Blanca y radiante, así la quería
ver. Como cantaba Antonio Prieto en aquel disco que mi madre ponía en el
combinado una y otra vez hasta cansarse. Blanca y radiante, y yo la esperaría
en el altar como soñé siempre desde que la conocí en un recreo en el patio de
la escuela. El eucaliptus inmortalizó nuestros nombres en un corazón tallado
con la punta de un compás.
Blanca y radiante la vería entrar
para esperarla en el altar en su interminable caminata del brazo de su padre,
que nunca me quiso, que siempre se opuso al noviazgo porque yo no era un
muchacho para ella.
Todo era felicidad entre nosotros.
Habíamos puesto fecha de casamiento después de confirmar mi ascenso y mis
nuevos ingresos en la fábrica. Discutíamos como cualquier pareja por cosas sin
importancia pero sabiendo cómo nos amábamos y yo, recordando el disco que marcó
mi infancia, le cantaba a mi madre Blanca y radiante.

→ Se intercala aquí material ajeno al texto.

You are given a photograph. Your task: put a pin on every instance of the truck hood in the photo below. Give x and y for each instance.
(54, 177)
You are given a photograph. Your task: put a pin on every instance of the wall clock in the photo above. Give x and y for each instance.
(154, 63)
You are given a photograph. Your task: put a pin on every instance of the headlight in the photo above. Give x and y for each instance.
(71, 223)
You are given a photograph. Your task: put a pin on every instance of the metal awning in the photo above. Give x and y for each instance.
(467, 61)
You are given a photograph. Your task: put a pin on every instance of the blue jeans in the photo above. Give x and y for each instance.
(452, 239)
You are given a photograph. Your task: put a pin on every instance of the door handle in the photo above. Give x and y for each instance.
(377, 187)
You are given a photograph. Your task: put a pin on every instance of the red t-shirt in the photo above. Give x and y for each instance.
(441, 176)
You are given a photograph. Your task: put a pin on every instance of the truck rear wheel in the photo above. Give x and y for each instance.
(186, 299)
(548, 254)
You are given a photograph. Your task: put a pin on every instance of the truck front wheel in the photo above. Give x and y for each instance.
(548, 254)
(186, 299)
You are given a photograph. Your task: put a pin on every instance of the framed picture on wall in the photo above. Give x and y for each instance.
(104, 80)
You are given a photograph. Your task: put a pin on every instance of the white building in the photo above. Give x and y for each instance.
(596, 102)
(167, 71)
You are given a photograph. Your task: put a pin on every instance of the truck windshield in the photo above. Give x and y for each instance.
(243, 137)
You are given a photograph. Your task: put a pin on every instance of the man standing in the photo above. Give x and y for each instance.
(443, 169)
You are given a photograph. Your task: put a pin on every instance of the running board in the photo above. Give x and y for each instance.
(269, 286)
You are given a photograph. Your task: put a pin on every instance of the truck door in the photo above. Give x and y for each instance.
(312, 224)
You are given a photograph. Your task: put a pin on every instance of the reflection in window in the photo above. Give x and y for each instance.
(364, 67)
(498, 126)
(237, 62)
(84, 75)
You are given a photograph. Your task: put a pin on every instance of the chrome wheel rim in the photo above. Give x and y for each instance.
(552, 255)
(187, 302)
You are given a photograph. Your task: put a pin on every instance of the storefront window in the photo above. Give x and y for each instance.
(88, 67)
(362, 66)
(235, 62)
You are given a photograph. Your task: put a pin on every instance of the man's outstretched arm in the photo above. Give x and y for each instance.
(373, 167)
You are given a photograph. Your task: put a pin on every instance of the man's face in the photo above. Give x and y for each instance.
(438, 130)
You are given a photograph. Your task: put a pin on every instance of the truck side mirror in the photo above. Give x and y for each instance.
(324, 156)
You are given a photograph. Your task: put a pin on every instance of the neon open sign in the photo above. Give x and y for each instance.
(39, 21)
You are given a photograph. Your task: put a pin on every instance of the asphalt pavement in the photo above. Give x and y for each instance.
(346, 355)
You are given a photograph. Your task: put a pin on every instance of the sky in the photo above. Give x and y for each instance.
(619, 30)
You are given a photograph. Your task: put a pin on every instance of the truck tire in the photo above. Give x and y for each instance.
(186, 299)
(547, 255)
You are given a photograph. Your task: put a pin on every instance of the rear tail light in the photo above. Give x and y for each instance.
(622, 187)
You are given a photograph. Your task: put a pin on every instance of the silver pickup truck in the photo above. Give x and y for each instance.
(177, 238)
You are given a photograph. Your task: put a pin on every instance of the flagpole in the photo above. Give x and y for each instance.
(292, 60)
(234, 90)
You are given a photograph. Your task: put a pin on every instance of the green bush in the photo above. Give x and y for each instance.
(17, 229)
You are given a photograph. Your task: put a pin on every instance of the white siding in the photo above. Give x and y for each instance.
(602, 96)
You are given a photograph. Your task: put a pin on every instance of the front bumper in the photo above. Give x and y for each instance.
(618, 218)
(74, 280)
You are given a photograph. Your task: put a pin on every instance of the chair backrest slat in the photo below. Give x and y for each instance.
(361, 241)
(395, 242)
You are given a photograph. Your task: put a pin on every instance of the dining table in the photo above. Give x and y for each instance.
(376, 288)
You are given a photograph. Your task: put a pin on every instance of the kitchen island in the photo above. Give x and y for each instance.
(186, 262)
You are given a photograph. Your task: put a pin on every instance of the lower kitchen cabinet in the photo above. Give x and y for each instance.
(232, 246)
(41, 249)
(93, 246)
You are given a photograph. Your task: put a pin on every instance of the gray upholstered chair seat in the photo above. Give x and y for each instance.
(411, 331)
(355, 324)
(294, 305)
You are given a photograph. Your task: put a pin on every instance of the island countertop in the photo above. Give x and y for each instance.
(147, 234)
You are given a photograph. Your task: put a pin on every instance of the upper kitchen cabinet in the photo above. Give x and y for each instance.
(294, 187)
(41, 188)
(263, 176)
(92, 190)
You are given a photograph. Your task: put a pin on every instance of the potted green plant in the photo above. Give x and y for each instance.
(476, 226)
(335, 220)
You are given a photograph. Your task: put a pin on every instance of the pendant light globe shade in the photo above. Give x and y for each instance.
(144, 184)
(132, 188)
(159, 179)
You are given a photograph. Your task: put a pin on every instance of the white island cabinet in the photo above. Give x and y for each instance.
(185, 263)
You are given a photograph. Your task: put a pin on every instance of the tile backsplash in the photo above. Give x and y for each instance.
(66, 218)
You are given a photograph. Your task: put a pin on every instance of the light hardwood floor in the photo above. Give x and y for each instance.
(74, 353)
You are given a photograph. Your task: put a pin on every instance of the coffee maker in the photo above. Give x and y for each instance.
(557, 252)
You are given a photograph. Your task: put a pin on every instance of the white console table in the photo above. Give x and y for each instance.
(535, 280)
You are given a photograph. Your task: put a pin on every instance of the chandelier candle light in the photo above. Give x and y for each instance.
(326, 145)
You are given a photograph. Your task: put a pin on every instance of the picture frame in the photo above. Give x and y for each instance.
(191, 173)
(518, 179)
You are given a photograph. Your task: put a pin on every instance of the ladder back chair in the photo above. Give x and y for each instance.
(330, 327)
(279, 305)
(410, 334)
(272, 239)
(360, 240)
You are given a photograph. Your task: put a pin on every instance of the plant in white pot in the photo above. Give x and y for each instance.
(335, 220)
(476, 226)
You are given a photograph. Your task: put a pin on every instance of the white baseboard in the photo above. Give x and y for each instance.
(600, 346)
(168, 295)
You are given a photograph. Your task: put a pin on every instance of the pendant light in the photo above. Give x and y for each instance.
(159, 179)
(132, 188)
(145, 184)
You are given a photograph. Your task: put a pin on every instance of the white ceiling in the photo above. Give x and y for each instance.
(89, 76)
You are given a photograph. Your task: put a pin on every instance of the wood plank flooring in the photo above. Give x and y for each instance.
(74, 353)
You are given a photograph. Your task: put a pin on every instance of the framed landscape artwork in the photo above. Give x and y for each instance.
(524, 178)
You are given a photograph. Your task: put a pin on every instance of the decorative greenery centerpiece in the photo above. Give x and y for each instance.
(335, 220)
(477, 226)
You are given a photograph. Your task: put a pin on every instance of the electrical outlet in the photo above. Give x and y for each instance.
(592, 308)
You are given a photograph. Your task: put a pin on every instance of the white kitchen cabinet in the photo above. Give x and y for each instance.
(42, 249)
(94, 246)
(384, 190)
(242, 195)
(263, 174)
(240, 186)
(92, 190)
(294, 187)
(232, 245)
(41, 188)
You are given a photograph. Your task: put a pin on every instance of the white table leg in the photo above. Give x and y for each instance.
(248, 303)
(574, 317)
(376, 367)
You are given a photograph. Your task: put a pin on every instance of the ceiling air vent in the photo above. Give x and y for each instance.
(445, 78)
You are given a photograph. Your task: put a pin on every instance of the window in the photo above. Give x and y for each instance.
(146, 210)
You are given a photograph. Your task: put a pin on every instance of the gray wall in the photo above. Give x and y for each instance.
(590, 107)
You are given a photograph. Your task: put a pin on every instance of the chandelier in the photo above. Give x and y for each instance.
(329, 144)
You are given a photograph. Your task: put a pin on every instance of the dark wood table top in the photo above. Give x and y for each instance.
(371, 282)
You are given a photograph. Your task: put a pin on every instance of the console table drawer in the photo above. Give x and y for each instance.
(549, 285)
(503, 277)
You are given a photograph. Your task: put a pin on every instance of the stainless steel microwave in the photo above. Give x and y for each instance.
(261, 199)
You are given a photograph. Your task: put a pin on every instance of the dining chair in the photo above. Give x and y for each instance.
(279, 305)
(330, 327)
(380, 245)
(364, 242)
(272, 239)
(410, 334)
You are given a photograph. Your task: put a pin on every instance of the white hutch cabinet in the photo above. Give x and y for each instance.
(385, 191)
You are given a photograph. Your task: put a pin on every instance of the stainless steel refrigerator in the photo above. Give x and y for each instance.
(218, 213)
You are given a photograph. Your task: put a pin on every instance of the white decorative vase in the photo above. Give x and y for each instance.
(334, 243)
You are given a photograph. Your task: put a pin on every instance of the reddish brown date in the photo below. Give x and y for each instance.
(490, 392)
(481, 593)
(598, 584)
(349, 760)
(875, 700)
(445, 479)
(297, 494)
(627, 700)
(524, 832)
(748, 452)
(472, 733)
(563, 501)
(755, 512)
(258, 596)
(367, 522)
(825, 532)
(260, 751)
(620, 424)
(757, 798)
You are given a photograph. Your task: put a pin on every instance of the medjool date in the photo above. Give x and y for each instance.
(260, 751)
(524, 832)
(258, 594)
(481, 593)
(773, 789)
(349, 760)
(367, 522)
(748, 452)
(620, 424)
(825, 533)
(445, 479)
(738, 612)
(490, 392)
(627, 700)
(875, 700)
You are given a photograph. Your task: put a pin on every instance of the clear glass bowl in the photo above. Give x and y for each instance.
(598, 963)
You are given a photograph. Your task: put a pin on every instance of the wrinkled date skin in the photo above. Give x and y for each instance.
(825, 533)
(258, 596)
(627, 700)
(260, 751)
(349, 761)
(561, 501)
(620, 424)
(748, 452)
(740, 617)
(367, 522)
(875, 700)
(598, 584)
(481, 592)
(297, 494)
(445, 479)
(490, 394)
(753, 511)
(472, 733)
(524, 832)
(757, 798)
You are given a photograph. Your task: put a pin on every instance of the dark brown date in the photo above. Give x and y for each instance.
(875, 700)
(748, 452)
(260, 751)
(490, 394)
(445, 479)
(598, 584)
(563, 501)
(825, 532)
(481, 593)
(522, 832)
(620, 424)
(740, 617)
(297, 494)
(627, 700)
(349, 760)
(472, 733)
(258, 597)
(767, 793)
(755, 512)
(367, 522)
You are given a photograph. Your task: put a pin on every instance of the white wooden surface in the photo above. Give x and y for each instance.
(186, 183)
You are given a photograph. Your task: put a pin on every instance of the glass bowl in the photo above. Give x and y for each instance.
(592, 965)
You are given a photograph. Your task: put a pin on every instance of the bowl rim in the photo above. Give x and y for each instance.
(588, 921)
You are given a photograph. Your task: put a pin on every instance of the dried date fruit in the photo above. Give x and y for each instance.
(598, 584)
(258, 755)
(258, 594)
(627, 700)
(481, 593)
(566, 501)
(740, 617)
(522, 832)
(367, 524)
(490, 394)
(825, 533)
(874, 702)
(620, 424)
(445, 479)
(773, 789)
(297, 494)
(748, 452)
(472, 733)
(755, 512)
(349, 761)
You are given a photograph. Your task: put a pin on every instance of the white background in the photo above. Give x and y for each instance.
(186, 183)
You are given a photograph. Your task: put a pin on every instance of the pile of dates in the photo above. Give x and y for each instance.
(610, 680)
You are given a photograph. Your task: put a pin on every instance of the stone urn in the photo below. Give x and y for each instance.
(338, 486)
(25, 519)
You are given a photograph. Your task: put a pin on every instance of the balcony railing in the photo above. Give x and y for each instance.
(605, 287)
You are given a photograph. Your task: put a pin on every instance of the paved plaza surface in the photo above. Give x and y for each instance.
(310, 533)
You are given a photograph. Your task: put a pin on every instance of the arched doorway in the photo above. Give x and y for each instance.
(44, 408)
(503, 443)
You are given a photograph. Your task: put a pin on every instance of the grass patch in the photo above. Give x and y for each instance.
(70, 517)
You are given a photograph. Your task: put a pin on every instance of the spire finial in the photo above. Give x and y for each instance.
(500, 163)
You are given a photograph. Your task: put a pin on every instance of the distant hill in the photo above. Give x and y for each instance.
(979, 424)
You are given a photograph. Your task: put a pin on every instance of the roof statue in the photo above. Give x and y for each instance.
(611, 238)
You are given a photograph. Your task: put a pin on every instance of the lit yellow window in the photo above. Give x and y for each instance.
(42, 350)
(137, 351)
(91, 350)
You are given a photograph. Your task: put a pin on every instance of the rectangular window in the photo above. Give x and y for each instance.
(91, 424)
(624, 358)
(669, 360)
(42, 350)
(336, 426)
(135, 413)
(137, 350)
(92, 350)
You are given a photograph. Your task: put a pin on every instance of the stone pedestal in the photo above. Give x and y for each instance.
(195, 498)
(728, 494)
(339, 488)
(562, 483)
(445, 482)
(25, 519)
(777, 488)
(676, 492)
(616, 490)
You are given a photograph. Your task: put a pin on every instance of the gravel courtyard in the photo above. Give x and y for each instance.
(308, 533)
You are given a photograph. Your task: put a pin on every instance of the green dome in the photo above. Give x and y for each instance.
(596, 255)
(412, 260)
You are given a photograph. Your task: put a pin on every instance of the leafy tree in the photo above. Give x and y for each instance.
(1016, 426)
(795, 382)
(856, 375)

Blanca y radiante pero no así la
imaginé. La mortaja solo permite ver su rostro y las manos cruzadas sobre el
pecho. Tiene en su mano derecha el cintillo que le regalé cuando nos
comprometimos. Parece que durmiera. Me incliné varias veces para tocar su frente.
Esa noche la esperé a media cuadra de su casa. Se bajó de un auto que no conocía y cuando me acerqué me pareció que se besaron. Cuando el auto se marchó su sorpresa y palidez al verme confirmaron mis sospechas. No discutimos pero se quiso ir sin hablar y yo la tomé de la mano en el cuarto escalón de la entrada. La caída de espaldas fue un segundo y al inclinarme vi sus ojos abiertos y que no respiraba. Fue un golpe seco. No tuve la intención de lastimarla. Antes de hacerlo me cortaba un brazo. Corrí y lloré como un niño sin consuelo. La encontraron al día siguiente y dijeron, como yo, que había sido un accidente.